Di antaranya, Pemerintah perlu mempercepat antisipasi kondisi global terkait ekonomi, seperti ancaman resesi, peningkatan inflasi, ancaman stagflasi, krisis pangan, perubahan iklim, krisis keuangan dan energi.
Menurut Airlangga, aktivitas dunia usaha di dalam dan luar negeri selama ini menunggu kepastian hukum UU Cipta Kerja pascaterbitnya Putusan MK.
Sedangkan tahun 2023, Pemerintah Indonesia membutuhkan banyak investasi swasta untuk menjalankan roda pembangunan nasional.
“Hari ini telah diterbitkan Perppu Nomor 2 Tahun 2022 dan tertanggal 30 Desember 2022. Pemerintah perlu mempercepat antisipasi terhadap kondisi global baik yang terkait ekonomi, kita menghadapi resesi global, peningkatan inflasi, ancaman stagflasi, negara yang sudah masuk kepada IMF lebih dari 30 dan sudah antre 30,” ucapnya.

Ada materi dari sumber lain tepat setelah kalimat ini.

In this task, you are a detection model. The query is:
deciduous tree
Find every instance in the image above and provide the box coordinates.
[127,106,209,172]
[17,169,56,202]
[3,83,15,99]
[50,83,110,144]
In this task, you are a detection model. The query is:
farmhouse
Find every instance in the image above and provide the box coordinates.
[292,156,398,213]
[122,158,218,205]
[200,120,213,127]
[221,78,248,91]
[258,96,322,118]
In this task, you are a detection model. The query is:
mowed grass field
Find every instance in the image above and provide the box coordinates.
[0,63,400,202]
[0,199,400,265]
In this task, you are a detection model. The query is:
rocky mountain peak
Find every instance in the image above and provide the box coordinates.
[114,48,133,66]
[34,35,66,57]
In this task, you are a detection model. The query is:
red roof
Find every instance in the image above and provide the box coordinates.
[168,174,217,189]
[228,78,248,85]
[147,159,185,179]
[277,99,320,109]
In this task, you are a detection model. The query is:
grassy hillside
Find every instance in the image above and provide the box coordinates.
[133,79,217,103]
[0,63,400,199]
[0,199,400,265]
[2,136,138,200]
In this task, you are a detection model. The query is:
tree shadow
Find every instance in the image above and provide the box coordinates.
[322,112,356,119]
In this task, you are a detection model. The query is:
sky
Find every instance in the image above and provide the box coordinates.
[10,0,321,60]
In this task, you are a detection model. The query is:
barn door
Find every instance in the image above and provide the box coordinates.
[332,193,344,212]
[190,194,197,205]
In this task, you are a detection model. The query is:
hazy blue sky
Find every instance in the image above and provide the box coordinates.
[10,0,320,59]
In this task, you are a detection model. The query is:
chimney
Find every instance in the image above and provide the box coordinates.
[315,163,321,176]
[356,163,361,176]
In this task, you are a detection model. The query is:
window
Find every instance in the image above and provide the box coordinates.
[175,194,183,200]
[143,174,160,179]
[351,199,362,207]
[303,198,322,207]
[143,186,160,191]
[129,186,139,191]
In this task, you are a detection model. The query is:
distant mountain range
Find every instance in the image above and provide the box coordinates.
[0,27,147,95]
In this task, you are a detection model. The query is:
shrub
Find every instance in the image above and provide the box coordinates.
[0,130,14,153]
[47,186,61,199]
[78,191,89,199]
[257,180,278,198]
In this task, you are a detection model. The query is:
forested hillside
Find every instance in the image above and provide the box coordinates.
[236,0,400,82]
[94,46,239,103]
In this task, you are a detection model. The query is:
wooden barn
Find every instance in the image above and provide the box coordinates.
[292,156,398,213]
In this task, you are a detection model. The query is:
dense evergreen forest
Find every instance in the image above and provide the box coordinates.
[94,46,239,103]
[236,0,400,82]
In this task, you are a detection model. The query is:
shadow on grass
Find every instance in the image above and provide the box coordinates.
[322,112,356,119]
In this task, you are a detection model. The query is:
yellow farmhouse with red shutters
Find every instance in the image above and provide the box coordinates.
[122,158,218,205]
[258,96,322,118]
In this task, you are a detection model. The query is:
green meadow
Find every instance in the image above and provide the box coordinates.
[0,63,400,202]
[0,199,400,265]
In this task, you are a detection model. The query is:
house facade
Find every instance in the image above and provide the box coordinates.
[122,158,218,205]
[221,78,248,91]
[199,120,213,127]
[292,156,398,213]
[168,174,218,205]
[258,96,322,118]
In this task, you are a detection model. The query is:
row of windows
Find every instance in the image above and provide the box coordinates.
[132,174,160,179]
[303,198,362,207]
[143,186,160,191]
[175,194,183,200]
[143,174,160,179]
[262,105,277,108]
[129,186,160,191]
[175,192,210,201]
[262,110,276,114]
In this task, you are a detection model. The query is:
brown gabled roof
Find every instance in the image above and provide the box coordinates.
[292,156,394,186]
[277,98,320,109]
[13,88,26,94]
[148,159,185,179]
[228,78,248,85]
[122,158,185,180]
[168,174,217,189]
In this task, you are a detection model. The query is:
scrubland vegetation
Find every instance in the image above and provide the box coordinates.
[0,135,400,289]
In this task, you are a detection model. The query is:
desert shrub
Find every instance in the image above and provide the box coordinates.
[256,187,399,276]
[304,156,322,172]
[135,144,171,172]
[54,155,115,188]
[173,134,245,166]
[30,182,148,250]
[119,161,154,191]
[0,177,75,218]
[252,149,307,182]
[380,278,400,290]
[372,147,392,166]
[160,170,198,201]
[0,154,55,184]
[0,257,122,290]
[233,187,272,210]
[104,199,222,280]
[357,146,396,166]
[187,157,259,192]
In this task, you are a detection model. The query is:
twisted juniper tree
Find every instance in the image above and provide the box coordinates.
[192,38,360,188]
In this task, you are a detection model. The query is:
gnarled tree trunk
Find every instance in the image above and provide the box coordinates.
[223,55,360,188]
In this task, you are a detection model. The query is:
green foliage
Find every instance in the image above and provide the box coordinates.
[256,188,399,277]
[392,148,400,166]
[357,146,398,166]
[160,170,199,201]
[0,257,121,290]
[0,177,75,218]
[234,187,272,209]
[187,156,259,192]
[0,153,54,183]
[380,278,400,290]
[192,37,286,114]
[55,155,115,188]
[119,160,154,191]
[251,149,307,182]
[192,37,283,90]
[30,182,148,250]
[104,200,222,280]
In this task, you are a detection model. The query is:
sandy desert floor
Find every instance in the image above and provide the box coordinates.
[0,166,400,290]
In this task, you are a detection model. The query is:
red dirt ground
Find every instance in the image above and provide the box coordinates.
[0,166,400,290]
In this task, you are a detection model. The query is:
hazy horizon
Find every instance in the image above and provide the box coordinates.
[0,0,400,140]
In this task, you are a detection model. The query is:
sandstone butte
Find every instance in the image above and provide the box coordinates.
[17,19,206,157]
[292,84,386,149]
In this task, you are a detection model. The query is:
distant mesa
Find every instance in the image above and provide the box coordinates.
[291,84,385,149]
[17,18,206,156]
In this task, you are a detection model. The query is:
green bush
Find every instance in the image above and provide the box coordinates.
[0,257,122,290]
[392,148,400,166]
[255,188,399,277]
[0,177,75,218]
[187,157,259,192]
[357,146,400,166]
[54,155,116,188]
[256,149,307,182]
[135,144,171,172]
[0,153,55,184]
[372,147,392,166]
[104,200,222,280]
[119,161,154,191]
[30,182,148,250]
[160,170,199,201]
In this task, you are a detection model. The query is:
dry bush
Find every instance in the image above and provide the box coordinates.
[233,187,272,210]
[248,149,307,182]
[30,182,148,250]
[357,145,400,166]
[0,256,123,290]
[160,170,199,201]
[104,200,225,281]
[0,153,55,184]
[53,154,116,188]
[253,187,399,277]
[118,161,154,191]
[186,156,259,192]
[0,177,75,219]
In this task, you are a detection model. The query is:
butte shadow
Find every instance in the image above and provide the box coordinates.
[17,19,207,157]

Menko Perekonomian menyebut, Presiden sudah berkomunikasi dengan Ketua DPR RI mengenai Perppu tentang Cipta Kerja yang terbit hari ini.
Pada kesempatan itu, Mahfud MD Menteri Koordinator bidang Politik, Hukum dan Keamanan (Menko Polhukam) menjelaskan, Perppu 2/2022 berpedoman pada Putusan MK Nomor 138/PUU/2009.
Merujuk putusan MK tersebut, Mahfud bilang sekarang ada kebutuhan mendesak untuk menyelesaikan masalah hukum secara cepat berdasarkan Undang-undang.
Sekadar informasi, MK menyatakan UU Cipta Kerja yang dibentuk lewat metode penggabungan sejumlah undang-undang (Omnibus Law), bertentangan dengan UUD NRI 1945, dan tidak mempunyai kekuatan hukum mengikat secara bersyarat.
Dalam putusan yang dibacakan Anwar Usman Ketua MK, Kamis (25/11/2021), Mahkamah memerintahkan Pemerintah dan DPR selaku pembentuk undang-undang melakukan perbaikan dalam waktu paling lama dua tahun sejak putusan dibacakan.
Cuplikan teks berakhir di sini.